Come ha ricostruito Vox, il “terfismo” inglese è nato negli ambienti del giornalismo inglese di proprietà di Rupert Murdoch: “Anche una vaga opposizione al pensiero gender-critical nel Regno Unito porta all’accusa di ‘silenziare le donne’ e un articolo sensazionalistico o un editoriale in un quotidiano nazionale inglese”. Anche se le Terf si proclamano “femministe radicali”, spesso sono molto vicine agli ambienti conservatori e di destra, visto che con loro condividono l’insistenza sulla “biologia” (che in realtà dà sempre più riscontro alle teorie di genere) e lo scetticismo verso le scienze sociali. Non credo abbia fatto piacere a una femminista, come dice di essere Rowling, che il senatore repubblicano ultracattolico James Lankford abbia bloccato la legge contro la discriminazione sul lavoro negli Stati Uniti citando una frase del suo luminoso saggio, ma spero che questo episodio l’abbia fatta riflettere su quale tipo di pubblico accoglie i suoi messaggi.
Senza nulla togliere alla storia dolorosa di violenza domestica di Rowling, il suo attivismo – perché così lo dobbiamo chiamare – contro le persone trans non sembra emergere dall’aver vissuto in prima persona la violenza maschile, tra l’altro commessa da un uomo cisgender ed eterosessuale, cioè il suo ex marito.
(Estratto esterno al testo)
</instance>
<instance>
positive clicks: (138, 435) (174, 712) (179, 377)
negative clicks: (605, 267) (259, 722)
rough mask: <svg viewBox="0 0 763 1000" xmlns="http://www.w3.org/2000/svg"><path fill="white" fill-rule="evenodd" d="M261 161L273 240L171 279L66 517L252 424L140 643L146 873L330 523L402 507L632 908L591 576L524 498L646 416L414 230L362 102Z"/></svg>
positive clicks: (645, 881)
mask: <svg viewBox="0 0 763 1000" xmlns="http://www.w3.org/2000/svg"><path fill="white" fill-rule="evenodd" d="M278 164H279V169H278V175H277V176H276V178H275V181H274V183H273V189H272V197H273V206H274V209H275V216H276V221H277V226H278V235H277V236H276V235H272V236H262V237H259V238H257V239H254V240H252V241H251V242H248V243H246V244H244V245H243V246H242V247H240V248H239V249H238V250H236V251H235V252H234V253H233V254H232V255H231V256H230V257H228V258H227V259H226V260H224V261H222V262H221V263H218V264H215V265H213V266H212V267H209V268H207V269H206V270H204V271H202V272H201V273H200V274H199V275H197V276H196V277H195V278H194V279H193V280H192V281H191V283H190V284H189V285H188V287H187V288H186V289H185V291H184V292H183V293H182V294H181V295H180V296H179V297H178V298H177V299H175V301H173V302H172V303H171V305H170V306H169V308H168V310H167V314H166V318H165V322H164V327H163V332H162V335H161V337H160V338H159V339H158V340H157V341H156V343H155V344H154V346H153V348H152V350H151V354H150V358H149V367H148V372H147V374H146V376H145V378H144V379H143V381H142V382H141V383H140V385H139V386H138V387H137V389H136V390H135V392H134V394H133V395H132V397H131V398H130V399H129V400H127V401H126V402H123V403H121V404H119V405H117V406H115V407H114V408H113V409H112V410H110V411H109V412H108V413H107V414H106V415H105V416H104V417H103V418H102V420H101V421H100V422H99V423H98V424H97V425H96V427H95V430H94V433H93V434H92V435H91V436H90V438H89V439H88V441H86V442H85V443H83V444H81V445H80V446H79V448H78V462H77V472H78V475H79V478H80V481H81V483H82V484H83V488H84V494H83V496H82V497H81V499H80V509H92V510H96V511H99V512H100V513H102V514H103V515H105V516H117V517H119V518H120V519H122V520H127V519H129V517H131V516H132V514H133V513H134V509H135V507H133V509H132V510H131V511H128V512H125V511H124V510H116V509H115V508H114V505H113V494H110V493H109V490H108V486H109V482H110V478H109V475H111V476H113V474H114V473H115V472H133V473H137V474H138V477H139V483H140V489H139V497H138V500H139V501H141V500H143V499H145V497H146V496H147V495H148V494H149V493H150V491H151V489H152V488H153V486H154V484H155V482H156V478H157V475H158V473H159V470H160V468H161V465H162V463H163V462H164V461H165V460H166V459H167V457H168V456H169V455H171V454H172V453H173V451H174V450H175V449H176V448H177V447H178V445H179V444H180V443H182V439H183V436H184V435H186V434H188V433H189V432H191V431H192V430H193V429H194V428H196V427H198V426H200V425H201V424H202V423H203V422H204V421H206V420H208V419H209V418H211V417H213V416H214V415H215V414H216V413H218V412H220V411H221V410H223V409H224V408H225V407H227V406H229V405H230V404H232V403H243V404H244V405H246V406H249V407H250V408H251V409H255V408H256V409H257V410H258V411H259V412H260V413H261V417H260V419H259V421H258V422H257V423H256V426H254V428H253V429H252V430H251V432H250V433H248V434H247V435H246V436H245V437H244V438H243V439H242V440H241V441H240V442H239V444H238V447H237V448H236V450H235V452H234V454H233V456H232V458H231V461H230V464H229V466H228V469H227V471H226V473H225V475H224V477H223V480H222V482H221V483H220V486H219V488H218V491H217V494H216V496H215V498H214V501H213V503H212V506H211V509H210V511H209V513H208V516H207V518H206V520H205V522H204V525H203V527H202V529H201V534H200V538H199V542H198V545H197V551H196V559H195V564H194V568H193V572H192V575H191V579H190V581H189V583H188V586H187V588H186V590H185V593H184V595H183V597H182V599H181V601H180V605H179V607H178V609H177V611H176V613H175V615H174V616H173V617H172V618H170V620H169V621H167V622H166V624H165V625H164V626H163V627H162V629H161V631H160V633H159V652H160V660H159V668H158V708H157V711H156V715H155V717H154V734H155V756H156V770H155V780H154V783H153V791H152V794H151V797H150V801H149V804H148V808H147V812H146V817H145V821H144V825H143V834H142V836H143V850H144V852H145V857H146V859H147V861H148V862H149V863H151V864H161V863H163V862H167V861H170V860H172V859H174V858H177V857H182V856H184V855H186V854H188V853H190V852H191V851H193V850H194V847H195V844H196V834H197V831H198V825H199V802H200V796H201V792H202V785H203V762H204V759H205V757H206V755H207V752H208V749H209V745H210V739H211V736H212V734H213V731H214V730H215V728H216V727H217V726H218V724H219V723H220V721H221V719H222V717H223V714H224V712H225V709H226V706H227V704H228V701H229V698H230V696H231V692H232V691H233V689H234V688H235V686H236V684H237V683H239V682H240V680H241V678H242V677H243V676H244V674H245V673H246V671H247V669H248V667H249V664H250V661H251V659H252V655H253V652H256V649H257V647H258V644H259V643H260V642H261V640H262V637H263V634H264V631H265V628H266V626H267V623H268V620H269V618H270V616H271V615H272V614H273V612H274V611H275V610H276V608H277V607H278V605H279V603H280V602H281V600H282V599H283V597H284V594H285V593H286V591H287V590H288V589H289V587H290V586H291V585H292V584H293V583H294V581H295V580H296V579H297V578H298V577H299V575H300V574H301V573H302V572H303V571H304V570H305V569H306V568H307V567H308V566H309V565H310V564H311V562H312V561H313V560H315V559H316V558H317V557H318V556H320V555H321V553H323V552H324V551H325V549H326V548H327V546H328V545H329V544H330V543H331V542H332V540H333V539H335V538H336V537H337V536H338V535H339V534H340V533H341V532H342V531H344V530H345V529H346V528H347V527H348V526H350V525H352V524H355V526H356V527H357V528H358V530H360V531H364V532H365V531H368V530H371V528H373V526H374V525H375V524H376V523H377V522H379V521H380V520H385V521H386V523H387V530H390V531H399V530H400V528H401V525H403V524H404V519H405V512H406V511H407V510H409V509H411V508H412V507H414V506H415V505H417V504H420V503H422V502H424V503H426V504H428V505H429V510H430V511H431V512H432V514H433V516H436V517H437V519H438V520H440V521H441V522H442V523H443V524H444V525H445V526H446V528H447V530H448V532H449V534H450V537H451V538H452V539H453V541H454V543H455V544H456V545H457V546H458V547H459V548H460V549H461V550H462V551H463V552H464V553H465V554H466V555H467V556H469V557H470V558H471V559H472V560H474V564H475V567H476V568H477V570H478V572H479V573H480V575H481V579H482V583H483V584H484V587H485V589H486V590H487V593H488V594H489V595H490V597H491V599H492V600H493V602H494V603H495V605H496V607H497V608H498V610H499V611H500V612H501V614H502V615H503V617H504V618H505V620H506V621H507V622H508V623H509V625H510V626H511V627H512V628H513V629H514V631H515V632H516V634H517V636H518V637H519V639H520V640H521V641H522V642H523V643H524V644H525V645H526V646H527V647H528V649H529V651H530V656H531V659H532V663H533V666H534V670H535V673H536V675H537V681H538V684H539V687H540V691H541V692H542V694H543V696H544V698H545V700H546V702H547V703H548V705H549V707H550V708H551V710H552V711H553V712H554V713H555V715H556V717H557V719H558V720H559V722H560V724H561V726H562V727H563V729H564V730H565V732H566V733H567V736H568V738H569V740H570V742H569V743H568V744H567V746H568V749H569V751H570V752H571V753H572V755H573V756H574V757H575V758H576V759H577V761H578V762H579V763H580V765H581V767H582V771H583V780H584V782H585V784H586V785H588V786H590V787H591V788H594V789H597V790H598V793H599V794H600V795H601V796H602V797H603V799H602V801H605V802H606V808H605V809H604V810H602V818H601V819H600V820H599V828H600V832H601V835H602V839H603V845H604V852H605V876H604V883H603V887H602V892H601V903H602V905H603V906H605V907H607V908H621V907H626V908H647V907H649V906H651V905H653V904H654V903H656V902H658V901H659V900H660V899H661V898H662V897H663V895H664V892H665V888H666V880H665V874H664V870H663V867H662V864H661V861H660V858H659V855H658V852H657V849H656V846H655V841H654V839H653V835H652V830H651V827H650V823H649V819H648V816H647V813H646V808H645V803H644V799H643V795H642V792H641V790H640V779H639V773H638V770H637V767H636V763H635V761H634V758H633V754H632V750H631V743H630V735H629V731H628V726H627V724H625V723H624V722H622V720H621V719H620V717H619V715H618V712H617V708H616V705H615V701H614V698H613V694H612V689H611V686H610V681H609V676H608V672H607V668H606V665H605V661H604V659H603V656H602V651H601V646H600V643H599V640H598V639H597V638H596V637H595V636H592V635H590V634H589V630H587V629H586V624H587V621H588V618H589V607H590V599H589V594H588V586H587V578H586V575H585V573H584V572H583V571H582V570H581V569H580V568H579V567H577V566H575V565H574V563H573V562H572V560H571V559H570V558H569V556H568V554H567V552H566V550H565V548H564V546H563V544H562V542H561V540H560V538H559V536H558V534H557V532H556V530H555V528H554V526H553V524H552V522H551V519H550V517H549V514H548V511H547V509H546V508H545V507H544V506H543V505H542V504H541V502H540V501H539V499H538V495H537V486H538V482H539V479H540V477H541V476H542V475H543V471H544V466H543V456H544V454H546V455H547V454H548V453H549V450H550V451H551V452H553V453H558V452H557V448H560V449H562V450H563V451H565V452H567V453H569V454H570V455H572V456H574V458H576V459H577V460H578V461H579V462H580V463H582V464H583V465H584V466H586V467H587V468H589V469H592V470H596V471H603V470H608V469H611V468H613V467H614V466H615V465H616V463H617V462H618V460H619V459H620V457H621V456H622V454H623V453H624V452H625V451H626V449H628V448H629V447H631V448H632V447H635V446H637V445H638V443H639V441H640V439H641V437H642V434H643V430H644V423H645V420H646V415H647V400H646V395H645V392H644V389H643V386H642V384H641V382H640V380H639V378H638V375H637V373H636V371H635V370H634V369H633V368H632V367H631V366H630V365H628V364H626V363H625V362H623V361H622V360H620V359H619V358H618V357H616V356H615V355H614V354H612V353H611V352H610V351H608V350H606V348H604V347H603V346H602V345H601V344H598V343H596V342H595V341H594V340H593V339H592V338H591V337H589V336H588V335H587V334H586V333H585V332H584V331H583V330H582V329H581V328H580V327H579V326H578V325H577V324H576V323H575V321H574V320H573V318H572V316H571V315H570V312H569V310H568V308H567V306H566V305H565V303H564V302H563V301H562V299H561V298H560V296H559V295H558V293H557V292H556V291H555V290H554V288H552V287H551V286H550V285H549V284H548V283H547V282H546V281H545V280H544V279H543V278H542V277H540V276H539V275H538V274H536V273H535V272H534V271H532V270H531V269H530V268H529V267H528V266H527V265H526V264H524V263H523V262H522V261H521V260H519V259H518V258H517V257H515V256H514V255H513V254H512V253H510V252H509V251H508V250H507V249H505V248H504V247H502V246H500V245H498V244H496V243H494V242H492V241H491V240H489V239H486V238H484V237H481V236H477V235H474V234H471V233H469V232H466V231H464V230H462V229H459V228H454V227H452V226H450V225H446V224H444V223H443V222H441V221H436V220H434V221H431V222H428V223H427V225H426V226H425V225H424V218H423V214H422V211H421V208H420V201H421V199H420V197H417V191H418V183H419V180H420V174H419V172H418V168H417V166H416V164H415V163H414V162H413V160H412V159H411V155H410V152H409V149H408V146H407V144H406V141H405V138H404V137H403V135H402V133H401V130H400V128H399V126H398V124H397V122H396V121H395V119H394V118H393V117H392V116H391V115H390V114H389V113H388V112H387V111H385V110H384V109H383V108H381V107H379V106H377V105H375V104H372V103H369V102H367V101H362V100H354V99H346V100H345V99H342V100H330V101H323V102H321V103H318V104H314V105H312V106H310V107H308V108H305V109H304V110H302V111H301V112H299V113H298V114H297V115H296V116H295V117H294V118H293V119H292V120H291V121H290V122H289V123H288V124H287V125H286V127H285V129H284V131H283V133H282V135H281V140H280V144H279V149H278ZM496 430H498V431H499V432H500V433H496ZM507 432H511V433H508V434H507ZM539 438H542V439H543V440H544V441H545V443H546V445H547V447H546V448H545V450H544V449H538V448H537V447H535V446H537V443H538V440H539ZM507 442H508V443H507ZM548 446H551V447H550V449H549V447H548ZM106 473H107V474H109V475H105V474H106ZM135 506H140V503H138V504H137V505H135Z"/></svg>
Piuttosto da quell’ambiente conservatore e reazionario, terrorizzato dal cambiamento e aggrappato al proprio privilegio che è il terfismo delle redazioni dei giornali, degli ambienti culturali, degli intellettuali milionari che si sono persi nei meandri delle “guerre culturali” di Twitter e non si accorgono che il Gender Recognition Act o i diritti trans non sono “una nuova serie di attitudini morali”, come scritto sulla lettera di Harper’s. Sono diritti umani. Significa facilitare la vita a chi ogni giorno è alle prese con documenti sbagliati, con l’imbarazzo di dover spiegare a perfetti sconosciuti che si sta facendo un percorso di transizione, in un continuo coming out forzato. Non è ideologia, è la vita quotidiana di milioni di persone.
Una cosa mi ha colpita di quella recensione del Guardian de Il seggio vacante, rileggendola alla luce di tutto quello che è successo negli ultimi due anni: il critico Theo Tait dice chiaramente che Rowling non è in grado di tratteggiare i personaggi delle classi sociali inferiori, che li fa parlare con un linguaggio basso come se fossero usciti da un romanzo di Dickens, in modo caricaturale. Il romanzo, scrive Tait, è “prigioniero delle sue convenzioni”. E forse qui sta il nocciolo di tutta la questione: anche Rowling, incapace di vedere al di là del proprio ambiente sociale, è diventata prigioniera delle sue.